Stratasys announced earlier this week that it had terminated the merger agreement with Desktop Metal - with Desktop Metal suggesting it will move forward as an independent company, and 3D Systems reiterating its desire to merge with Stratasys instead.
3D Systems has an offer on the table (which it believes to be worth up to 27 USD per share) and is awaiting Stratasys' signatures to ratify the deal before it expires on October 5th, 2023. The Stratasys Board, however, has already rejected this deal - though that was prior to the shareholder vote on its proposed Desktop Metal merger.
Recognising some shareholders may still want Stratasys to pursue a process, 3D Systems has also said it is willing to amend its current binding proposal to include a 60-day go-shop period - meaning Stratasys would have the best part of two months to seek out competing offers. 3D Systems is willing to amend its offer this way in lieu of waiting for Stratasys’ announcement to evolve into an actionable sales process, which 'at this time appears highly uncertain and, based on precedent reviewed in the ISS and Glass Lewis reports, may remain uncertain for some time.'
During this 60-day go-shop period, Stratasys would be permitted to actively solicit alternative proposals to acquire Stratasys, while Stratasys would be permitted to terminate the merger agreement with 3D Systems to enter into a transaction that is deemed to be superior.
President and CEO, Dr. Jeffrey Graves commented: “We continue to believe that a combination between 3D Systems and Stratasys presents the most attractive opportunity for Stratasys shareholders and the additive manufacturing industry at large, given the massive opportunity for scale and synergy realisation.
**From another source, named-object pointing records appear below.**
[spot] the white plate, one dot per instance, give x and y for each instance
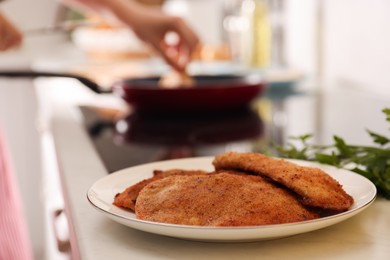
(102, 192)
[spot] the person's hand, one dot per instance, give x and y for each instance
(10, 37)
(152, 26)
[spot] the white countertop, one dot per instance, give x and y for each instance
(364, 236)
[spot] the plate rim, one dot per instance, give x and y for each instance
(91, 197)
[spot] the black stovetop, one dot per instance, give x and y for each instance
(141, 138)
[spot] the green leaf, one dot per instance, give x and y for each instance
(341, 146)
(327, 159)
(379, 139)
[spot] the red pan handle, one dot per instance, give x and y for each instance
(33, 74)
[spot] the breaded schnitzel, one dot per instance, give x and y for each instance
(220, 199)
(315, 187)
(128, 197)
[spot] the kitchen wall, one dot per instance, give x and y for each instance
(345, 41)
(357, 40)
(18, 111)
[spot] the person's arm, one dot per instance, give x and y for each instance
(10, 36)
(150, 25)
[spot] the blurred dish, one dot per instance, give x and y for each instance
(209, 93)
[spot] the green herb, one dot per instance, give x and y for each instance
(372, 162)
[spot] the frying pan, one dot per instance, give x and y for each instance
(210, 93)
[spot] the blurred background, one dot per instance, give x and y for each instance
(328, 44)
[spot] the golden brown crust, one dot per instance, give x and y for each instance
(221, 199)
(315, 187)
(128, 197)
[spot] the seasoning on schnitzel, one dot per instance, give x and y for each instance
(220, 199)
(128, 197)
(315, 187)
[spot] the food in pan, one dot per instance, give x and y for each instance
(175, 79)
(245, 189)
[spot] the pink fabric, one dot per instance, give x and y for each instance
(14, 239)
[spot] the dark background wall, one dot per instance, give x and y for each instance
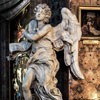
(9, 10)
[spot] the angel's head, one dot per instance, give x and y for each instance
(42, 12)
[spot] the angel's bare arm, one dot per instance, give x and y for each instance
(39, 34)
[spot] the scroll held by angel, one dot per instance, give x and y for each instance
(43, 40)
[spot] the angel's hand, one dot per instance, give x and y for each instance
(58, 43)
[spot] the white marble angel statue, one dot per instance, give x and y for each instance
(44, 40)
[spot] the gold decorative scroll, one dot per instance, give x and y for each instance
(91, 42)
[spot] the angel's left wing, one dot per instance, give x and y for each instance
(67, 34)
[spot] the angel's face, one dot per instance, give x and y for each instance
(40, 14)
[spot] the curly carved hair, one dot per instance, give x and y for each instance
(47, 10)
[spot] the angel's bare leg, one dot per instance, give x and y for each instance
(29, 77)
“Our binding offer, which remains available until October 5, and our willingness to include a go-shop period in that offer now presents Stratasys with a unique ‘bird in the hand,’ allowing its Board to enter into a transaction that the market agrees will create significant value, while offering flexibility to explore other offers. This amendment reflects our confidence in the superior value of our proposal and our belief that the market has already had more than enough time to evaluate interest in Stratasys, which has already yielded ten offers for Stratasys in the last six months.”